SQL SELECT
My goodness, would there even be modern data teams without SQL SELECT statements? Probably not.
Luckily, we live in a world of tabular data, cloud data warehouses, and SQL prowess. Analysts and analytics engineers are writing queries, creating data models, and leveraging SQL to power their data transformations and analysis. But what makes these queries possible? SELECT statements.
The SQL SELECT statement is the fundamental building block of any query: it allows you to select specific columns (data) from a database schema object (table/view). In a dbt project, a SQL dbt model is technically a singular SELECT statement (often built leveraging CTEs or subqueries).
How to use SELECT
Any query begins with a simple SELECT statement:
select
order_id, --your first column you want selected
customer_id, --your second column you want selected
order_date --your last column you want selected (and so on)
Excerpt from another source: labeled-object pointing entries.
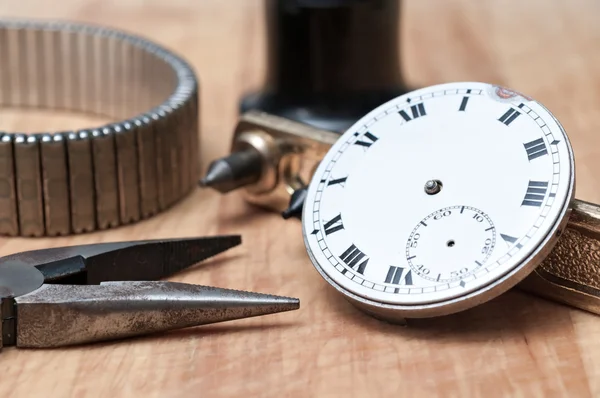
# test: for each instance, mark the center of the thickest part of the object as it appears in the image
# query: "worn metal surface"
(571, 272)
(61, 315)
(107, 175)
(46, 300)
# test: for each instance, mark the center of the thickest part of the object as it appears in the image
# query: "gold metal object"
(60, 183)
(291, 151)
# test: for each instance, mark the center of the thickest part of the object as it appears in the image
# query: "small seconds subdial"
(451, 243)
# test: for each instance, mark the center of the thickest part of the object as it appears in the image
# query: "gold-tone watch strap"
(571, 272)
(59, 183)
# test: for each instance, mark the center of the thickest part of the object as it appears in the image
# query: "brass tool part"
(142, 162)
(291, 151)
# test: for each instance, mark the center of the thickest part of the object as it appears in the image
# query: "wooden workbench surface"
(516, 345)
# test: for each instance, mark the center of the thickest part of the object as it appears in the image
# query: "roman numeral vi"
(535, 149)
(536, 191)
(333, 225)
(396, 276)
(353, 257)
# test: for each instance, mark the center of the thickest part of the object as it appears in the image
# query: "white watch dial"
(437, 194)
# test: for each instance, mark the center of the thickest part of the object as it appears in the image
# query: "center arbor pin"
(432, 203)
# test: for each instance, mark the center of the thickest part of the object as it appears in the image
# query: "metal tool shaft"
(62, 315)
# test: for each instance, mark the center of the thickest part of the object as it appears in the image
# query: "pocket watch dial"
(439, 194)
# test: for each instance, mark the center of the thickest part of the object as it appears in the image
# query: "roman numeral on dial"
(416, 110)
(333, 225)
(370, 140)
(353, 257)
(397, 276)
(535, 149)
(463, 104)
(509, 116)
(536, 191)
(337, 181)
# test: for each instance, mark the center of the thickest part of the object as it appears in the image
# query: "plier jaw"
(82, 294)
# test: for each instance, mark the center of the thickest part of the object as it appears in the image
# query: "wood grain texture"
(516, 345)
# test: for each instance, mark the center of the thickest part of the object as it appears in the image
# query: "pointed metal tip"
(234, 171)
(296, 204)
(132, 309)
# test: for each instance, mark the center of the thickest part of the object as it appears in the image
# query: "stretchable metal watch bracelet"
(59, 183)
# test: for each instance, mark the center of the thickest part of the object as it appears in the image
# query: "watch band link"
(66, 182)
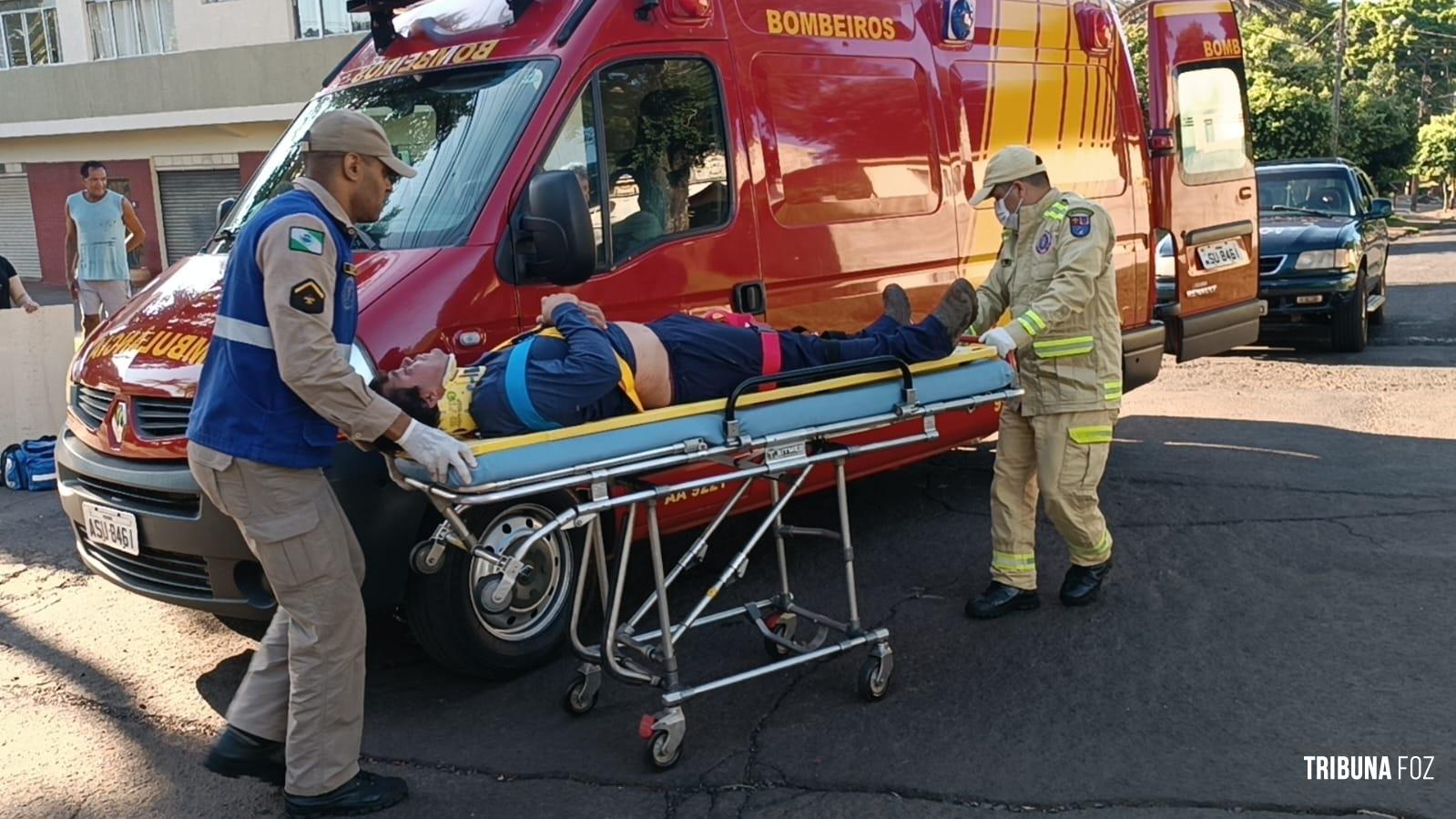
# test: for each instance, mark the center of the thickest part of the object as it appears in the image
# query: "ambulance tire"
(1350, 328)
(449, 622)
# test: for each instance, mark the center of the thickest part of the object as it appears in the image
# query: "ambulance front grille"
(90, 404)
(162, 417)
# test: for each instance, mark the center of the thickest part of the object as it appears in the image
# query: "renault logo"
(118, 422)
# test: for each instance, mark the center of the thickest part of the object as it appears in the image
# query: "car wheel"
(1351, 327)
(1378, 316)
(444, 608)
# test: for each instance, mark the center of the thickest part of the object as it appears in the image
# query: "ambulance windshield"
(456, 128)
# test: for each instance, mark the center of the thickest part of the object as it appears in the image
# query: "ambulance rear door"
(1203, 174)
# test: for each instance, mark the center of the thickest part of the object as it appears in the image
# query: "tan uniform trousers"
(1059, 456)
(306, 682)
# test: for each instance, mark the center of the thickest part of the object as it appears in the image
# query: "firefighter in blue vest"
(276, 389)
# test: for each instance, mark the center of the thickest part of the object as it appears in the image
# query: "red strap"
(772, 356)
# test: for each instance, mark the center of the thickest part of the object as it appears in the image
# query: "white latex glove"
(437, 452)
(1001, 340)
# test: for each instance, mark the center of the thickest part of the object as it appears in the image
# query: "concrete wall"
(50, 185)
(239, 138)
(228, 77)
(232, 24)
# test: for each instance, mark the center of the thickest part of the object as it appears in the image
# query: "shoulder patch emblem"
(306, 241)
(306, 298)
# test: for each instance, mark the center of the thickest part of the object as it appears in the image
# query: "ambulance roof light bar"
(452, 16)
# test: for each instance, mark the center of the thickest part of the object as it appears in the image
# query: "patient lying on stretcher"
(583, 367)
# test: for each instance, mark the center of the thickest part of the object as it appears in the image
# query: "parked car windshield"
(1314, 189)
(456, 128)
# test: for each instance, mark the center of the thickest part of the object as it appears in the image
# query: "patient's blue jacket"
(544, 384)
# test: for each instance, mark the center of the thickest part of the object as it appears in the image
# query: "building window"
(127, 28)
(31, 36)
(326, 17)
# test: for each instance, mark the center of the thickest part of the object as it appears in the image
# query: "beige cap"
(350, 131)
(1009, 163)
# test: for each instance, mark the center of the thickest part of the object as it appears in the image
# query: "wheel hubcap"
(536, 598)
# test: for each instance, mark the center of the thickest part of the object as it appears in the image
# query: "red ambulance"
(788, 158)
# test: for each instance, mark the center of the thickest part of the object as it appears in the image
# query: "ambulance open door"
(1203, 174)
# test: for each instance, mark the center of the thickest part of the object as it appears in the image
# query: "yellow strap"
(1091, 435)
(626, 384)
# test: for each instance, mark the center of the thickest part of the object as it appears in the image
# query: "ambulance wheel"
(874, 680)
(457, 631)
from {{ ref('orders') }} --the table/view/model you want to select from
limit 3
This basic query is selecting three columns from the jaffle shop’s orders
table and returning three rows. If you execute this query in your data warehouse, it will return a result looking like this:
order_id | customer_id | order_date |
---|---|---|
1 | 1 | 2018-01-01 |
2 | 3 | 2018-01-02 |
3 | 95 | 2018-01-04 |
You may also commonly see queries that select * from table_name
. The asterisk or star is telling the compiler to select all columns from a specified table or view.
Leverage dbt utils’ star macro to be able to both easily select many and specifically exclude certain columns.
In a dbt project, analytics engineers will typically write models that contain multiple CTEs that build to one greater query. For folks that are newer to analytics engineering or dbt, we recommend they check out the “How we structure our dbt projects” guide to better understand why analytics folks like modular data modeling and CTEs.
SELECT statement syntax in Snowflake, Databricks, BigQuery, and Redshift
While we know the data warehouse players like to have their own slightly different flavors and syntax for SQL, they have conferred together that the SELECT statement is sacred and unchangeable. As a result, writing the actual select…from
statement across Snowflake, Databricks, Google BigQuery, and Amazon Redshift would look the same. However, the actual SQL manipulation of data within the SELECT statement (ex. adding dates, casting columns) might look slightly different between each data warehouse.